04.02.2021

Travail temporaire : obligation de justifier le recours au contrat d’usage


Un salarié est engagé en qualité d’ouvrier docker occasionnel par diverses entreprises de travail temporaire, et mis à disposition d’une société de manutention portuaire au moyen de nombreux contrats de missions d’usage successifs.

L’entreprise utilisatrice embauche par la suite ce salarié par contrats à durée déterminée d’usage successifs. La période de la relation de travail s'est étendue de février 2006 jusqu'à juillet 2014, soit 8 ans au total. A la rupture du dernier contrat, le salarié saisit la juridiction prud’homale afin que sa relation de travail depuis son premier contrat de mission soit requalifiée en contrat à durée indéterminée. Il demande en conséquence que la rupture du contrat de travail soit requalifiée en licenciement abusif.

Conclusion de contrats de mission d’usage successifs

Le recours au travail temporaire est strictement encadré par le Code du travail qui énumère en effet six motifs limitatifs qui permettent de faire appel à des travailleurs temporaires, parmi lesquels l’usage.

La Cour de cassation rappelle que dans les secteurs d’activité définis par décret ou par voie de convention ou d’accord collectif étendu, il peut être fait appel à un salarié temporaire pour l’exécution d’une tâche précise et temporaire dénommée « mission » pour certains des emplois en relevant, lorsqu’il est d’usage constant de ne pas recourir à un contrat à durée indéterminée. Elle ajoute que des contrats de mission successifs peuvent être conclus avec le même salarié.

Cette condition était remplie en l’espèce puisque la Convention collective nationale de la manutention portuaire prévoyait que « l’activité de manutention portuaire (…) constitue un secteur d’activité ou il est d’usage constant (…) de recourir au contrat de travail à durée déterminée ».

Mais c'est un critère insuffisant selon la Cour de cassation.

Nécessité de justifier, par des éléments concrets, le caractère temporaire de l’emploi

La Cour de cassation rappelle que, pour être régulier, le contrat de mission d'usage doit répondre au principe général posé par le Code du travail selon lequel : « le contrat de mission, quel que soit son motif, ne peut avoir ni pour objet, ni pour effet de pourvoir durablement un emploi lié à l’activité normale et permanente de l’entreprise utilisatrice ».

Il en résulte, selon la Cour, que le recours à des contrats de missions d’usage impose de vérifier qu'il est justifié par des raisons objectives qui s’entendent de l’existence d’éléments concrets établissant le caractère par nature temporaire de l’emploi.
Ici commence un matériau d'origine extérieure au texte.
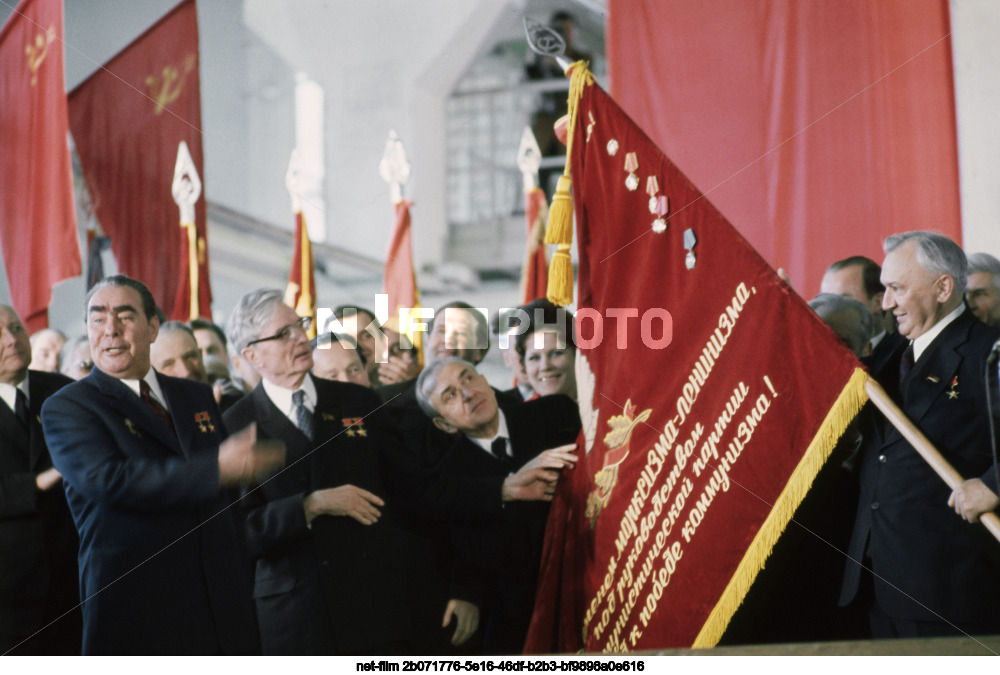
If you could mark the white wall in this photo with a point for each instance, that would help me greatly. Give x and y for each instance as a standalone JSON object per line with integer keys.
{"x": 975, "y": 26}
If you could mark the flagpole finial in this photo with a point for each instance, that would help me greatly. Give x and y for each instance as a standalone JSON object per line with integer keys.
{"x": 529, "y": 158}
{"x": 294, "y": 180}
{"x": 546, "y": 42}
{"x": 186, "y": 187}
{"x": 394, "y": 168}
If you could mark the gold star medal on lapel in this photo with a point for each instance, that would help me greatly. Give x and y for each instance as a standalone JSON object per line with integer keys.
{"x": 204, "y": 422}
{"x": 130, "y": 425}
{"x": 355, "y": 426}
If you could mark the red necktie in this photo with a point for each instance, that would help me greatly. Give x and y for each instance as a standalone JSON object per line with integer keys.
{"x": 154, "y": 405}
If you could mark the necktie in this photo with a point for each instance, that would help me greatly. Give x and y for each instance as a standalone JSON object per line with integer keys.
{"x": 499, "y": 449}
{"x": 154, "y": 405}
{"x": 21, "y": 408}
{"x": 302, "y": 414}
{"x": 906, "y": 363}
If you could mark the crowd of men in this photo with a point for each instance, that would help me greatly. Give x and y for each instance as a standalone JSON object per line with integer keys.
{"x": 181, "y": 489}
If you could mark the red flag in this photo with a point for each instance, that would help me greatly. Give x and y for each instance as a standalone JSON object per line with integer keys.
{"x": 400, "y": 281}
{"x": 37, "y": 215}
{"x": 704, "y": 419}
{"x": 815, "y": 143}
{"x": 300, "y": 294}
{"x": 534, "y": 271}
{"x": 128, "y": 120}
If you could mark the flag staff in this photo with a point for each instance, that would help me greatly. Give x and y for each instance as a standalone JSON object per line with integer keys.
{"x": 924, "y": 447}
{"x": 534, "y": 277}
{"x": 300, "y": 294}
{"x": 186, "y": 189}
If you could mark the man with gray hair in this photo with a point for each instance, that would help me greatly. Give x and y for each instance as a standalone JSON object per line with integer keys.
{"x": 488, "y": 439}
{"x": 931, "y": 573}
{"x": 983, "y": 290}
{"x": 335, "y": 571}
{"x": 848, "y": 318}
{"x": 146, "y": 465}
{"x": 175, "y": 353}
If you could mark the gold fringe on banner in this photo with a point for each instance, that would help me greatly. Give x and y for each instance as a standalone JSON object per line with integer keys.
{"x": 848, "y": 405}
{"x": 560, "y": 227}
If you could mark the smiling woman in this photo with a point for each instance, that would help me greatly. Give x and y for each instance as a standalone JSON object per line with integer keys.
{"x": 548, "y": 349}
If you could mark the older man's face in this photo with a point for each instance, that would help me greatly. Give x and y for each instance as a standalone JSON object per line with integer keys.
{"x": 341, "y": 363}
{"x": 370, "y": 342}
{"x": 914, "y": 295}
{"x": 45, "y": 348}
{"x": 455, "y": 333}
{"x": 282, "y": 361}
{"x": 176, "y": 354}
{"x": 209, "y": 344}
{"x": 984, "y": 298}
{"x": 464, "y": 400}
{"x": 15, "y": 348}
{"x": 850, "y": 282}
{"x": 119, "y": 332}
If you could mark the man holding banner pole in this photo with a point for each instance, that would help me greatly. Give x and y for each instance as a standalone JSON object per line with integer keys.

En l’espèce, l’entreprise utilisatrice estimait que le caractère fluctuant du trafic maritime, de même que la variation continue de la charge d’activité de chargement et de déchargement des navires, suffisaient à caractériser l’existence de raisons objectives établissant le caractère par nature temporaire de l’emploi.

A tort répond la Cour de cassation ; l’appréciation du caractère temporaire de l’emploi doit être faite in concreto. Or l’entreprise utilisatrice n’apportait aucun élément concret permettant d’établir le caractère par nature temporaire de l’emploi. La Haute juridiction approuve par conséquent l’arrêt de la Cour d’Appel ayant requalifié la relation de travail en contrat à durée indéterminée, à compter du premier contrat irrégulier, soit à compter du 16 février 2006.

Source : Cass. soc., 12 nov. 2020, n° 19-11.402.